Die leuchtend gelben LKWs mit grünem Schriftzug Voigt sind ein vertrauter Anblick auf den Fernstraßen im Norden. In direkter Nähe zur A 7 und zur B 205 in Neumünster wird das Familienunternehmen mit 450 Mitarbeitenden in vierter Generation geführt. Das Leistungsspektrum umfasst drei Kernbereiche: Spedition mit Stückgutnetzwerk, Lagerlogistik mit Value Added Services sowie Import-Export-Logistik mit Dienstleistungen im Bereich Zollabwicklung.
Im Logistik Hub beeindruckt eine lange Reihe mit über 100 Lagertoren, an denen die Fahrer ihre 40-Tonner zentimetergenau an die Laderampen manövrieren. Während einige der 120 Fahrzeuge auf dem Gelände beladen werden, sind die meisten im täglichen Einsatz unterwegs – doch infrastrukturelle Engpässe stellen das Unternehmen vor wachsende Herausforderungen.

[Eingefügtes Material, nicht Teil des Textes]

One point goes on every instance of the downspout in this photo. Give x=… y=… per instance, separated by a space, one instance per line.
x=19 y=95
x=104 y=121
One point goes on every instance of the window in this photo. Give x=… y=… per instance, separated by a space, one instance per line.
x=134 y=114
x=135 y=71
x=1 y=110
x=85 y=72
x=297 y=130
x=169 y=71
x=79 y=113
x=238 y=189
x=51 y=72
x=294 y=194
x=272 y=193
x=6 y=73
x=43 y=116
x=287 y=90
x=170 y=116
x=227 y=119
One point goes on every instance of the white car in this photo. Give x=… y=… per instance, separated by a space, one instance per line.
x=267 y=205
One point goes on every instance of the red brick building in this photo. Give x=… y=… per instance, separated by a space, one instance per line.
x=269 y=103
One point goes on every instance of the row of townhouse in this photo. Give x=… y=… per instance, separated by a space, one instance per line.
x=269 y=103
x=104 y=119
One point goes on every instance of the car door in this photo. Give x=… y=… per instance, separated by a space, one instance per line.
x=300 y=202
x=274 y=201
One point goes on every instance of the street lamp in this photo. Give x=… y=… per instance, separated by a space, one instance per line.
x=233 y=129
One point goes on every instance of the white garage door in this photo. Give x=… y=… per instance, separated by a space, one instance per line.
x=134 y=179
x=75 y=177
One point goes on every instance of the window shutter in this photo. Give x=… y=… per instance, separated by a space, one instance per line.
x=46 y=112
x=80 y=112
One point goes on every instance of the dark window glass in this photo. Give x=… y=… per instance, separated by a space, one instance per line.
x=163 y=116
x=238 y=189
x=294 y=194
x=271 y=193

Die A 20 – ein Schlüsselprojekt für die regionale Wirtschaft

Holger Matzen, Senior Business Development Manager bei Voigt Logistik, verdeutlicht die besondere Relevanz der geplanten A 20: "Unser Firmensitz liegt zwar günstig an der A 7 in Neumünster, aber aus zwei entscheidenden Gründen brauchen wir die A 20." Als Flächenspediteur bedient das Unternehmen praktisch jeden Winkel Schleswig-Holsteins täglich. Bei der Nutzung der A 21 oder B404 als Tangente nach Lübeck stecken die Fahrer regelmäßig in Bad Segeberg im Stau. Zudem benötigen sie für Transporte in Richtung Osten nach Berlin, Polen und Tschechien über die B 205 häufig mehr Zeit als kalkuliert, denn diese Route ist überfüllt und leider auch unfallträchtig.
Die Verzögerungen haben erhebliche wirtschaftliche Konsequenzen. "Jede Stunde im Stau schmerzt, denn auch wir können nur von morgens bis abends arbeiten", erklärt Matzen. Das Unternehmen will Lenk- und Pausenzeiten für seine Mitarbeitenden einhalten und Liefertermine der Kunden erfüllen. Wenn sich Zeitfenster schließen und nicht mehr auf- oder abgeladen werden kann, wird wertvolle Arbeitskraft verschwendet.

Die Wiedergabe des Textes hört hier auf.